Areta Kowal-Vern et al. J Burn Care Res. 2007 Jan-Feb.

Abstract

There are few articles about the homeless in burn literature. We sought to determine the demographic characteristics of the homeless citizens admitted to an urban burn center. This was a retrospective review from March 1999 to May 2004. Statistical analysis included chi2 and one-way analysis of variance. There were 1615 burn admissions, and 73 (4.5%) of these patients were homeless. Although the %TBSA affected was similar for the homeless and domiciled patients, the mean (+/-SD) age of the homeless was 44 +/- 10 years and their length of stay was 15 +/- 15 days, compared with 31 +/- 22 years and 9 +/- 13 days, respectively, for the domiciled. Twenty-one (29%) of the 73 homeless were admitted for frostbite, vs 21 (1.4%) of the 1542 domiciled patients (P= .000). Because of the frostbite, the majority (53%) arrived in the winter, compared with 15% in each of the other three seasons (P= .000).
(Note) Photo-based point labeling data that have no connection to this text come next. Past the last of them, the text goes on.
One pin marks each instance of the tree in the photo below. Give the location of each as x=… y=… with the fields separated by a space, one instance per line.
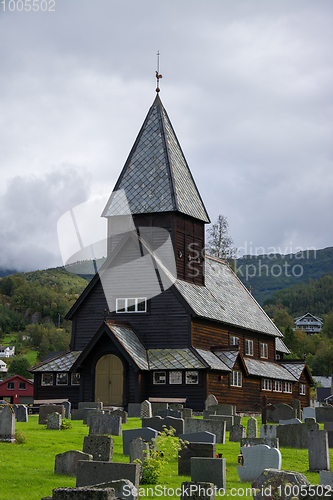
x=219 y=242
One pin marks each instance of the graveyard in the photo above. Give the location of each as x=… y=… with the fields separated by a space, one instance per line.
x=27 y=469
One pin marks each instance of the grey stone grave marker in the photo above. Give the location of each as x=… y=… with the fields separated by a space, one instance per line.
x=46 y=410
x=89 y=472
x=212 y=470
x=22 y=414
x=146 y=433
x=217 y=427
x=105 y=424
x=252 y=428
x=54 y=421
x=195 y=490
x=146 y=409
x=139 y=449
x=210 y=401
x=199 y=437
x=193 y=450
x=319 y=458
x=7 y=424
x=237 y=433
x=256 y=459
x=66 y=463
x=100 y=447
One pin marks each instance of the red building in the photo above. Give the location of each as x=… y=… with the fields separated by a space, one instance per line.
x=19 y=389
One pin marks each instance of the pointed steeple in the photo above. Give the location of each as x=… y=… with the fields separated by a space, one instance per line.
x=156 y=177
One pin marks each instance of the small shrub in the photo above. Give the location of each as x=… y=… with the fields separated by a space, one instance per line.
x=20 y=437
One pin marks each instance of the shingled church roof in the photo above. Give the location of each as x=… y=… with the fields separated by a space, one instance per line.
x=156 y=177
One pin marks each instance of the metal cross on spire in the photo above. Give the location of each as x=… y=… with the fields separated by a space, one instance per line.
x=158 y=76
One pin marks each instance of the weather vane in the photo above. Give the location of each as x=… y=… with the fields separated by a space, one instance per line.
x=158 y=76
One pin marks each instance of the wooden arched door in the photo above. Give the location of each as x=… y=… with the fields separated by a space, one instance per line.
x=109 y=380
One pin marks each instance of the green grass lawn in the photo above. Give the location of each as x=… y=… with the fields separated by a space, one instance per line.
x=26 y=470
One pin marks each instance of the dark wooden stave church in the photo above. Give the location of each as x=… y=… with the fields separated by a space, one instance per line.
x=179 y=327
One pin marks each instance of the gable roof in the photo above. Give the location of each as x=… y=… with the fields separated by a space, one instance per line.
x=156 y=176
x=224 y=298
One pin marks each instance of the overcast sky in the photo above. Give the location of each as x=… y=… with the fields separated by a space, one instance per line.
x=247 y=84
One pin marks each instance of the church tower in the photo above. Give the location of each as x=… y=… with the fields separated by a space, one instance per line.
x=161 y=192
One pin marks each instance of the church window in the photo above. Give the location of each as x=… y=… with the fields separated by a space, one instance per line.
x=131 y=305
x=249 y=347
x=175 y=378
x=159 y=378
x=62 y=379
x=47 y=378
x=192 y=377
x=236 y=379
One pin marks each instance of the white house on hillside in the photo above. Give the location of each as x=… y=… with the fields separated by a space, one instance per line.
x=309 y=323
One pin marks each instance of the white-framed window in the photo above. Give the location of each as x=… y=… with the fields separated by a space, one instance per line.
x=249 y=347
x=175 y=378
x=266 y=384
x=263 y=350
x=62 y=379
x=47 y=378
x=159 y=377
x=288 y=387
x=131 y=305
x=75 y=379
x=236 y=379
x=192 y=378
x=277 y=386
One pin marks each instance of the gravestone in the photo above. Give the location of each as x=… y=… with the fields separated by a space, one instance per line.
x=54 y=421
x=46 y=410
x=187 y=412
x=7 y=424
x=156 y=407
x=199 y=437
x=158 y=423
x=100 y=447
x=324 y=414
x=170 y=413
x=195 y=490
x=92 y=493
x=268 y=431
x=90 y=404
x=105 y=424
x=295 y=436
x=319 y=458
x=134 y=410
x=120 y=413
x=252 y=428
x=291 y=421
x=281 y=412
x=237 y=433
x=211 y=400
x=217 y=427
x=89 y=473
x=296 y=404
x=66 y=463
x=146 y=433
x=256 y=460
x=271 y=483
x=193 y=450
x=68 y=407
x=22 y=414
x=138 y=449
x=146 y=409
x=228 y=419
x=212 y=470
x=308 y=412
x=271 y=442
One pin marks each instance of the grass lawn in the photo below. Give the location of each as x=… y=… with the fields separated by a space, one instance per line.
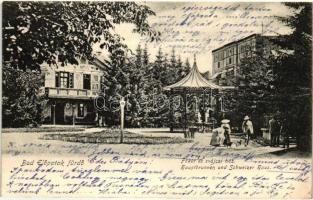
x=112 y=136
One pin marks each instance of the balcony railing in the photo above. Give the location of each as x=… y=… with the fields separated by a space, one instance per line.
x=70 y=93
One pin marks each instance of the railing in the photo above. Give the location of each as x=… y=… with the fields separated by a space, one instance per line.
x=70 y=93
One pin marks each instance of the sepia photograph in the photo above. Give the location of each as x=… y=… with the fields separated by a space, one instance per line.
x=147 y=99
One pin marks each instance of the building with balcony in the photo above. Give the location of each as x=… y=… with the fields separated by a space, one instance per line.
x=70 y=91
x=227 y=59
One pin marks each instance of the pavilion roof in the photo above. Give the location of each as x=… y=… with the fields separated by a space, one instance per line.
x=193 y=80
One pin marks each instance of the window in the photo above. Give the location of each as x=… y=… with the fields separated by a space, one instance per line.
x=57 y=79
x=64 y=80
x=86 y=81
x=83 y=60
x=95 y=86
x=81 y=110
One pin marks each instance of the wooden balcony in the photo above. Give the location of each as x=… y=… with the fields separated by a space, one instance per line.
x=70 y=93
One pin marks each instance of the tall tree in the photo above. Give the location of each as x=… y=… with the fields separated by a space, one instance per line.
x=294 y=73
x=34 y=32
x=145 y=56
x=138 y=56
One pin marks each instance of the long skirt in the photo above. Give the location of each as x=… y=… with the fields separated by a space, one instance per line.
x=217 y=137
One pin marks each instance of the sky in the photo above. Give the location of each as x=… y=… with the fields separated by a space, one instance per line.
x=200 y=27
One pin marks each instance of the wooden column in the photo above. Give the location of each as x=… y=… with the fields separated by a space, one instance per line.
x=186 y=120
x=170 y=116
x=203 y=111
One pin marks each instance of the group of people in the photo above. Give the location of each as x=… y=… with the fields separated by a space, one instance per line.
x=221 y=135
x=277 y=129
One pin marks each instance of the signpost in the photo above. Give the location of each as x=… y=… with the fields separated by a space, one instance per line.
x=122 y=104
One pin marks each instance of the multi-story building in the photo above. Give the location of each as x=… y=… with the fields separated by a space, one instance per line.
x=227 y=59
x=71 y=91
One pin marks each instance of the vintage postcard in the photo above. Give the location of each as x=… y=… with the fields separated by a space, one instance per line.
x=166 y=100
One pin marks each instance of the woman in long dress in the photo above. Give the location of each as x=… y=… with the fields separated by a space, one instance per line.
x=217 y=137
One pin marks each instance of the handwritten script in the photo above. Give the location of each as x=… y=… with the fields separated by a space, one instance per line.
x=200 y=171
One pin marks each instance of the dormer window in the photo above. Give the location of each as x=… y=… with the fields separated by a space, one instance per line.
x=83 y=60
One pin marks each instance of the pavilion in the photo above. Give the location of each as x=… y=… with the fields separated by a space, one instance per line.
x=195 y=84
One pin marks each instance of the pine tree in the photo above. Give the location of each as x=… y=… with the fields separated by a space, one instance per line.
x=138 y=56
x=145 y=55
x=173 y=59
x=294 y=74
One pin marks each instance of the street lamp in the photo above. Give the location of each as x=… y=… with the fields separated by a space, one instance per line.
x=122 y=105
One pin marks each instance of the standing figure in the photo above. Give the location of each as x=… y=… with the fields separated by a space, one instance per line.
x=247 y=128
x=227 y=129
x=274 y=129
x=284 y=131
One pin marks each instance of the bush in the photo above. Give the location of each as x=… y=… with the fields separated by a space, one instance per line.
x=21 y=103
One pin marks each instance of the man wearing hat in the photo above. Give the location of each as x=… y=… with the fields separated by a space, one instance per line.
x=218 y=135
x=247 y=128
x=226 y=127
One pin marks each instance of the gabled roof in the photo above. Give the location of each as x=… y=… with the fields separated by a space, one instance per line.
x=193 y=80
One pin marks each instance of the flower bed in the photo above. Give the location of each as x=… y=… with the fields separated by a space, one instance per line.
x=113 y=137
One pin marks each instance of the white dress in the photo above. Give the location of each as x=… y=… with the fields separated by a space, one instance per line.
x=217 y=137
The homeless had a higher frequency of acute and chronic ethanol and cocaine use than the domiciled population (21% vs 6%). There was no significant difference between the homeless and the domiciled population in %TBSA affected, nutritional values, and assault frequency. More than half of the homeless patient admissions to the burn unit resulted from assault or frostbite. The homeless were mainly African-Americans and Caucasians, with a higher frequency of ethanol and cocaine use than in the domiciled burn population. Lack of discharge options for the homeless prolonged the average length of stay, leading to increased costs, often borne by the burn unit.